We know that online shopping has become one of the most popular phrases, following perhaps Covid-19, vaccination and ‘My Fellow South Africans’. But how are the shoppers that traditionally relied on in-store experiences to make purchasing decisions managing with the new reality of online shopping? By listening.
‘They’re listening to what their friends, family and other people are saying about online shopping, but they’re listening to it online too,’ said Matthew Leighton, Creative Director at OneDayOnly.co.za. ‘And these brand and product sentiments are not coming from the uber-popular celebrity types, they’re coming from social media connections, friends of friends and Instagram feeds.’

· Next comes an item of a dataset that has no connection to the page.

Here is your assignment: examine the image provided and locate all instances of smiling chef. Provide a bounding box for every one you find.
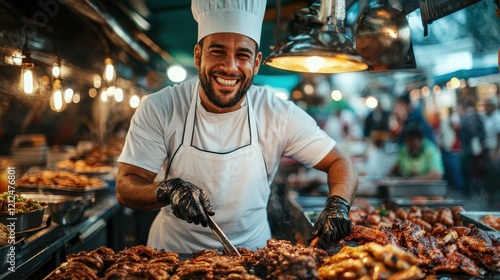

Although word of mouth referrals and reviews have always been some of the most authentic ways to generate brand loyalty and credibility, the concept is also possibly one of the most powerful ways to move products online today. ‘What we’ve found interesting is that the influencers with the smaller followings generally drive the best engagement – which aligns to global 2021 influencer marketing trends. This is why we recently ran a brand ambassador search where we appealed to our customers to send us videos and chose the best candidates, narrowed them down to a final two and are now working closely with them to deliver authentic content that most of us can relate to,’ said Leighton.
The quintessential opportunity in influencer marketing will lie in how e-commerce companies optimise that influencer activity, by pushing customers through the sales funnel journey whilst delivering a great experience and offering value.
‘People like connecting with real people. In an uncertain world, the comfort of other people’s lives, lifestyle or shopping preferences can offer a way for people to relate to their own real-life environments, and that can become the catalyst to influencing their behaviours,’ concluded Leighton.